Son zamanları seyyar satıcılar ile zabıtalar arasında bir koşuşturmaca yaşanıyor. Bu bazen kavgalara da neden olabiliyor. Bir taraf ekmek parası için, bir taraf da yasaları uygulamak için mücadele veriyor. Bir ilçede pamuk şeker satan seyyar satıcının pamur şekeri yere dökülüp bir daha satılamaması için ayaklar altında çiğnenebiliniyor. Bu vatandaşlar tarafından hoş görülmüyor ve tepki veriliyor. Pamuk şeker de simit gibi bir madde ve bir nimet. Bu imaj bir belediye görevlisine hatta sıradan bir insane bile yakışmıyor.

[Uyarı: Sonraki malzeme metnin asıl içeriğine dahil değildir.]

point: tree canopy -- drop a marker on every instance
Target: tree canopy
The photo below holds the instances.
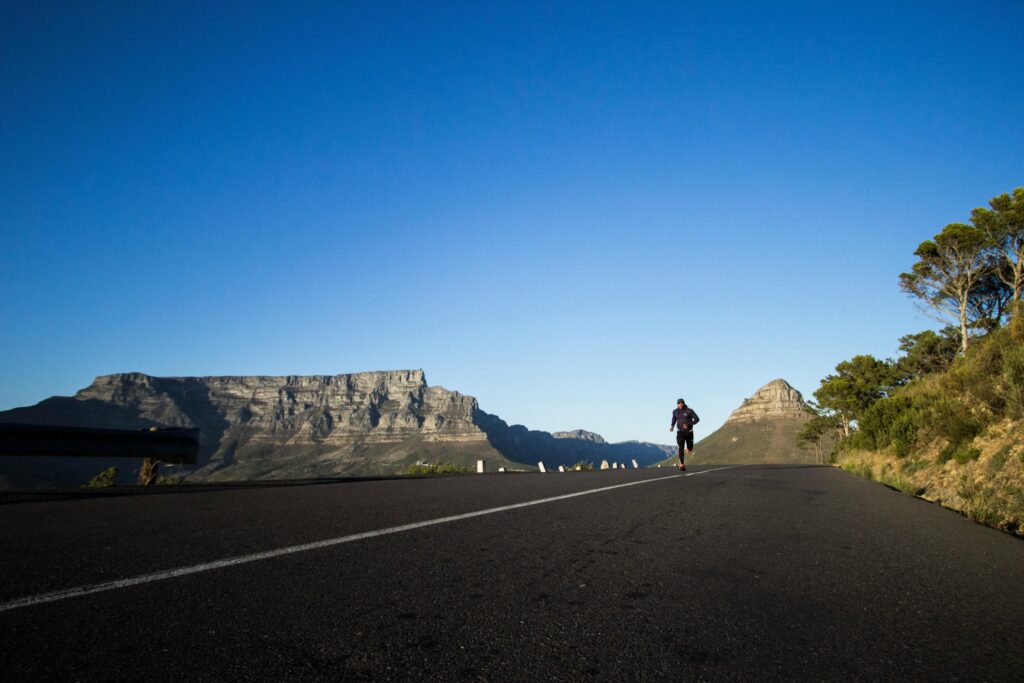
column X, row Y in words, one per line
column 1004, row 227
column 949, row 270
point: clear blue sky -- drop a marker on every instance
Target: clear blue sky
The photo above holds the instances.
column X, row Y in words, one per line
column 576, row 212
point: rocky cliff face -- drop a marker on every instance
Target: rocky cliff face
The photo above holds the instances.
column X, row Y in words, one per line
column 762, row 430
column 774, row 400
column 299, row 427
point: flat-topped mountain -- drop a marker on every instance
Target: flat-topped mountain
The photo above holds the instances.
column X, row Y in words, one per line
column 258, row 427
column 763, row 429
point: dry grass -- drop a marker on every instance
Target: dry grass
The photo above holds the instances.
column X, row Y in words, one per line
column 987, row 484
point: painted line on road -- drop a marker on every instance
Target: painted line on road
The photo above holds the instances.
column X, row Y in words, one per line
column 92, row 589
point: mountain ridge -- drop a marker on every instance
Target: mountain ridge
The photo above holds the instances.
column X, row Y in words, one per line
column 762, row 430
column 294, row 426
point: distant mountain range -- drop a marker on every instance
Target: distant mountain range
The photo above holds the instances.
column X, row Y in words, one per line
column 763, row 429
column 302, row 427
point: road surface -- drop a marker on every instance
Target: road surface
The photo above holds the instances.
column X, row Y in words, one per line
column 749, row 572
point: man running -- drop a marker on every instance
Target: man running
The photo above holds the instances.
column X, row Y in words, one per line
column 684, row 418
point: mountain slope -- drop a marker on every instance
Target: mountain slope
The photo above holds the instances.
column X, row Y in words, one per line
column 762, row 430
column 299, row 427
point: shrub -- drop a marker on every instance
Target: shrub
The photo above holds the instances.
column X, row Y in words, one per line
column 420, row 469
column 1013, row 380
column 103, row 479
column 962, row 453
column 892, row 422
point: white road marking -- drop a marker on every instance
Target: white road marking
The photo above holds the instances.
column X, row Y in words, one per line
column 43, row 598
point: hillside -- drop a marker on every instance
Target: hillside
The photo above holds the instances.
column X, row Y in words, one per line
column 762, row 430
column 300, row 427
column 954, row 437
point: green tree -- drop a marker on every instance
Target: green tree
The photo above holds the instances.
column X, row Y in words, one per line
column 816, row 431
column 990, row 300
column 856, row 384
column 948, row 272
column 1004, row 226
column 926, row 352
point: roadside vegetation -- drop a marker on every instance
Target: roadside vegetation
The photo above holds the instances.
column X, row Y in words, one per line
column 423, row 469
column 945, row 420
column 103, row 479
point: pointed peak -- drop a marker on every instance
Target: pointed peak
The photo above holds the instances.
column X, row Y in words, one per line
column 777, row 398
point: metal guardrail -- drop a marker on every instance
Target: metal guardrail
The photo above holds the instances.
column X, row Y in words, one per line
column 173, row 444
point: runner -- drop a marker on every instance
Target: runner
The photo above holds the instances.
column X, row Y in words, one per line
column 684, row 418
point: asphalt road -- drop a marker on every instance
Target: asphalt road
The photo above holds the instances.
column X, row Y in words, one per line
column 751, row 572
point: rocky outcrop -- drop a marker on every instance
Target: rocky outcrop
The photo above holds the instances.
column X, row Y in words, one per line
column 300, row 427
column 774, row 400
column 581, row 434
column 762, row 430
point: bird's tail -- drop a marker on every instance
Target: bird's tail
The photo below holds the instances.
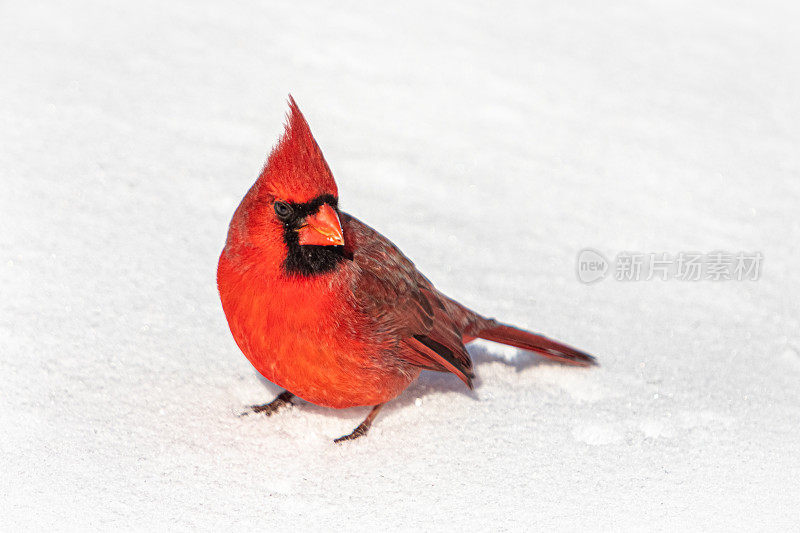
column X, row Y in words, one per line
column 526, row 340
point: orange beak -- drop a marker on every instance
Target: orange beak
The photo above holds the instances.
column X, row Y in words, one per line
column 322, row 228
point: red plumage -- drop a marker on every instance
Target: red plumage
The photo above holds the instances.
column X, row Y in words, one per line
column 326, row 307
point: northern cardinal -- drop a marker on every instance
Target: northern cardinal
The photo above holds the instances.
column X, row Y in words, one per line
column 328, row 308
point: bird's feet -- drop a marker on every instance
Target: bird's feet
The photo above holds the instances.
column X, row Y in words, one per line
column 363, row 427
column 360, row 431
column 268, row 409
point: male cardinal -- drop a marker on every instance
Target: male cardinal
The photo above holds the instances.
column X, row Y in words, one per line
column 328, row 308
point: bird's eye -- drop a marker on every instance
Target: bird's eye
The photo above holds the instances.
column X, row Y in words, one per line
column 283, row 210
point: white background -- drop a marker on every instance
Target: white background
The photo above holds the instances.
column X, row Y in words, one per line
column 491, row 142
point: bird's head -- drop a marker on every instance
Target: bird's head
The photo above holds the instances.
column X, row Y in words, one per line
column 291, row 212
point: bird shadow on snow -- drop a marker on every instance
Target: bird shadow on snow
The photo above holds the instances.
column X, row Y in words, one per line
column 428, row 383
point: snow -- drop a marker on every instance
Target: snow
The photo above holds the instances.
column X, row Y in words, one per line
column 492, row 144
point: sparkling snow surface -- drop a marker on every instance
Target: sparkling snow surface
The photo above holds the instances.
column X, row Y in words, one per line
column 491, row 143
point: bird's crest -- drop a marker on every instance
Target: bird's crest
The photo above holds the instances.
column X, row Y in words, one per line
column 296, row 170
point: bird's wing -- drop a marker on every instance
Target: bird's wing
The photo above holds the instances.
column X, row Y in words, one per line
column 403, row 305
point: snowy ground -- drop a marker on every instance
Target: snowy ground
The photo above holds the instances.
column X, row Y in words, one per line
column 491, row 144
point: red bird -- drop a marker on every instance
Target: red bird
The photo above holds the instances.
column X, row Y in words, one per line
column 328, row 308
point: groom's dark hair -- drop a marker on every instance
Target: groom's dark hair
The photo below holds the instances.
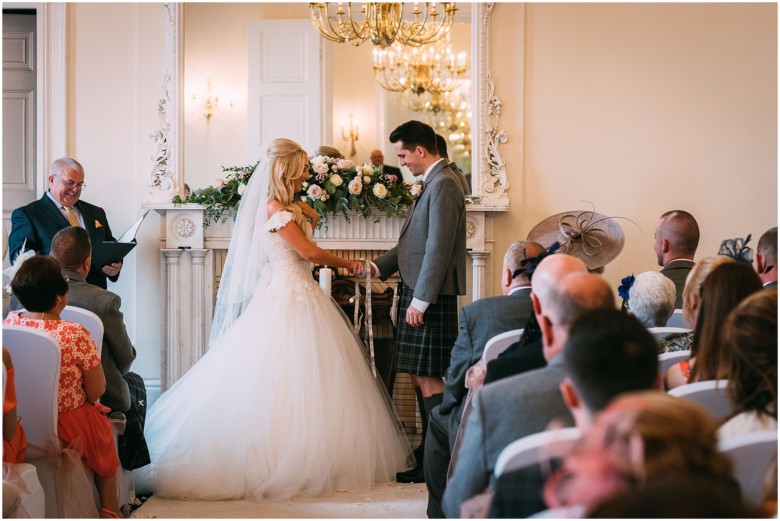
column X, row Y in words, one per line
column 415, row 134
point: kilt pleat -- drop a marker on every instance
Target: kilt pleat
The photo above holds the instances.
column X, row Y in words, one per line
column 425, row 351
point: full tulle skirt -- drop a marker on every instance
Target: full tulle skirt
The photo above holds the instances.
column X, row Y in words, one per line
column 283, row 404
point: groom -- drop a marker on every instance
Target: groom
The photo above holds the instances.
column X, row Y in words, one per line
column 431, row 259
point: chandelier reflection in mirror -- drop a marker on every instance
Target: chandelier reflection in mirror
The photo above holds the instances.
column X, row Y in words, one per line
column 431, row 68
column 383, row 22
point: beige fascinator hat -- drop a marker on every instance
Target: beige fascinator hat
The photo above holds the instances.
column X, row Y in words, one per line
column 592, row 237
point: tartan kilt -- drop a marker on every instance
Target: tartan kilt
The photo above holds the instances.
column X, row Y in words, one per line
column 425, row 351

Seyyar satıcılar birbiriyle adeta doğal bir iletişim içinde. Zabıta geliyor dendi mi öteden beriye bütün satıcılar tezgahını alarak sota bir yere saklanıyorlar. Birbirini böylece korumuş oluyorlar.
Bazen öyle trajik durumlar oluyor ki; bir baloncu uçan balonlarıyla kendini bir yere atamadığı için toplu iğneyle tek tek balonlarını patlatabiliyor. Kendisine neden böyle yapıyorsun diye sorduğumuzda, zabıtaya yakalanırsam bu balonların üç beş katı ceza yerim diye bize acı bir gülümsemeyle cevap veriyor. Bakınız seçimler de yaklaşıyor; belediyeler bölgesindeki seyyar satıcılara köklü bir çözüm getirmesiyle sosyal bir yarayı da sarabilirler. Bu anlamda da imajını güçlendirebilirler.